A movimentação política em Brasília ganhou um novo capítulo decisivo nesta quarta-feira (15) com a defesa enfática de uma mudança estrutural nas relações de trabalho no Brasil. O governo federal, por meio de seus articuladores estratégicos, consolidou a visão de que a extinção da jornada de seis dias de trabalho por um de descanso não deve passar por um período de adaptação gradual. Essa postura marca um embate direto com setores do Congresso Nacional e entidades patronais que pleiteiam regras de transição prolongadas para que o setor produtivo absorva os novos custos operacionais.
O ministro do Trabalho, Luiz Marinho, foi claro ao detalhar as intenções do Palácio do Planalto sobre o tema. Segundo ele, o projeto de lei enviado pelo Executivo prevê que as novas regras entrem em vigor no momento de sua publicação. "A proposta do governo é aplicação imediata", afirmou Marinho durante conversa com jornalistas, reforçando que o texto foi desenhado para simplificar processos e evitar que a medida se perca em negociações que poderiam levar anos. Ele ponderou, entretanto, que o Legislativo possui a palavra final sobre o conteúdo, destacando que "compete ao governo fazer a defesa do seu projeto."

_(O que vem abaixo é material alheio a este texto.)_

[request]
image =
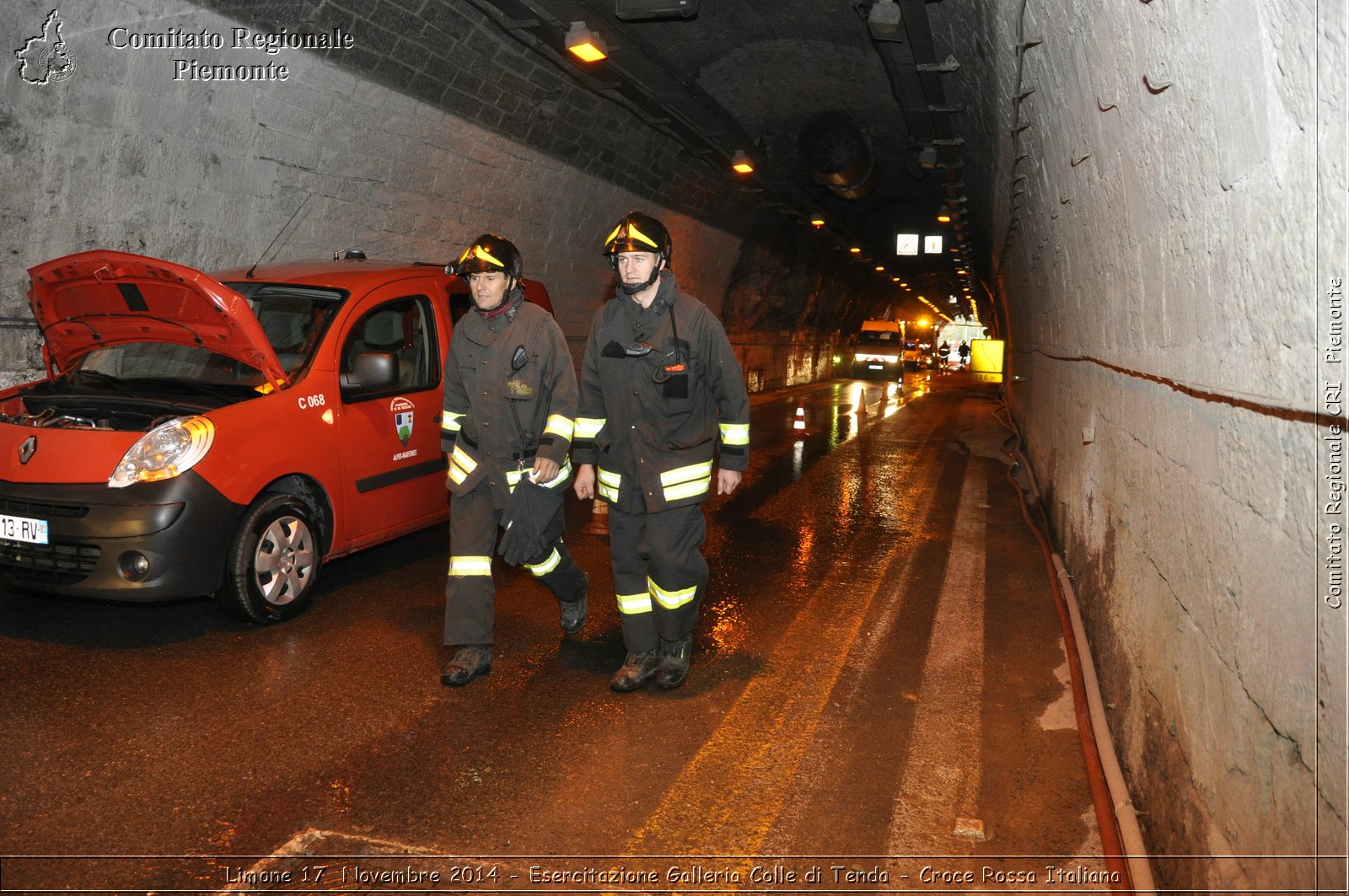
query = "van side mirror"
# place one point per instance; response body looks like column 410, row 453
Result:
column 370, row 372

Flexibilidade e produtividade na nova jornada de trabalho
A engenharia por trás do projeto de lei permite que patrões e empregados encontrem o melhor formato para cada realidade específica, desde que respeitado o limite de quarenta horas semanais e o descanso de dois dias. Na prática, isso abre caminho para modelos como a escala de cinco dias trabalhados por dois de folga, com jornadas diárias de oito horas, ou até a jornada de quatro por três, com dez horas diárias de serviço. O argumento central da gestão é que a implementação rápida impediria o desgaste de narrativas contrárias e focaria no ganho de eficiência do trabalhador descansado.
Para ilustrar essa tese, Marinho compartilhou o caso real de um comércio situado na capital federal que decidiu abandonar a escala tradicional de forma voluntária. O estabelecimento enfrentava um problema crônico de vinte e quatro faltas diárias, número que foi zerado após a migração para o modelo de cinco dias de trabalho. O ministro revelou que a mudança não ocorreu por razões puramente sociais, mas por uma necessidade prática de preenchimento de vagas, já que os candidatos recusavam postos que não permitiam tempo para a vida pessoal ou qualificação profissional.

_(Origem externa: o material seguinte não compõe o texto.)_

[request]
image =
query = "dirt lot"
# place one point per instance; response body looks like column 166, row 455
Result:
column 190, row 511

Impactos econômicos e os desafios dos setores intensivos
De acordo com o relato do ministro sobre o que ouviu de recrutadores, muitos profissionais justificavam a recusa afirmando: "eu não posso, porque eu tenho filho para cuidar, estou fazendo um curso." Essa realidade social é um dos pilares que sustentam a urgência da medida. Em complemento, o ministro da Secretaria Geral da Presidência, Guilherme Boulos, trouxe dados técnicos para embasar a decisão. Ele citou estudos realizados pelo Ipea que comparam o impacto financeiro da mudança ao de um reajuste real do salário mínimo, algo que já está integrado ao planejamento econômico do país.

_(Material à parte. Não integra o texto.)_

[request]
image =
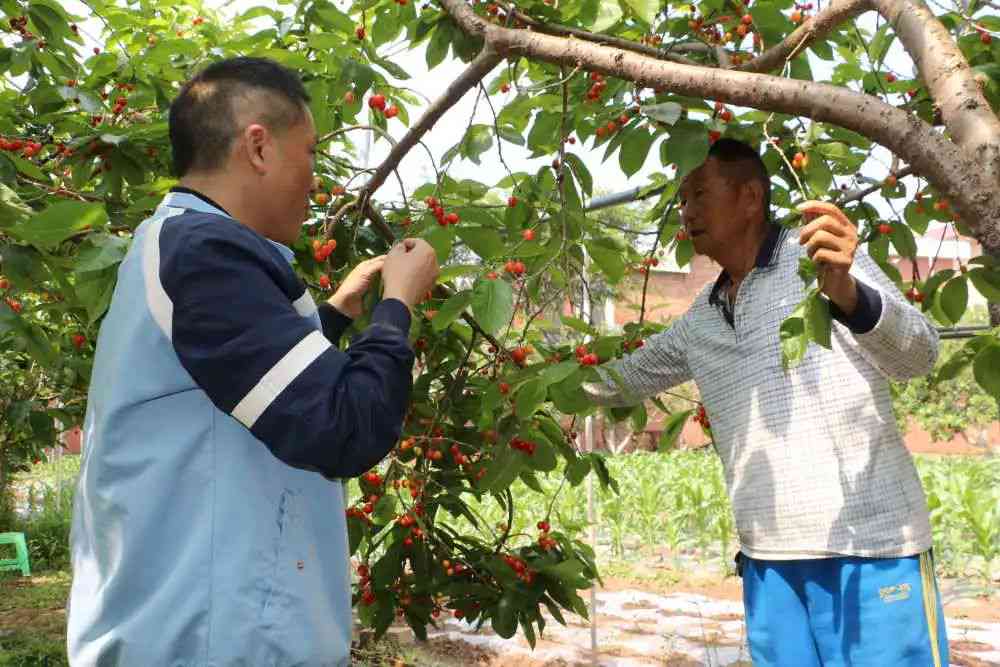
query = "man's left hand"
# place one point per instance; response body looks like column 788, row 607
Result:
column 348, row 298
column 831, row 240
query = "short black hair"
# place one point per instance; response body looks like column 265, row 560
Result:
column 741, row 164
column 203, row 116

A análise setorial, no entanto, reconhece que o desafio é maior para áreas que dependem massivamente de mão de obra constante, como os serviços de vigilância e limpeza. Nesses nichos específicos, o custo operacional pode sofrer uma elevação de até 6,5%. Boulos rebateu as críticas das confederações patronais, classificando a resistência como algo previsível dentro do jogo político. "Não podemos deixar solta uma narrativa de que o fim da escala 6x1 vai trazer um problema para a economia. Não é verdade", declarou o ministro, enfatizando que a melhora dos direitos trabalhistas é um compromisso inegociável.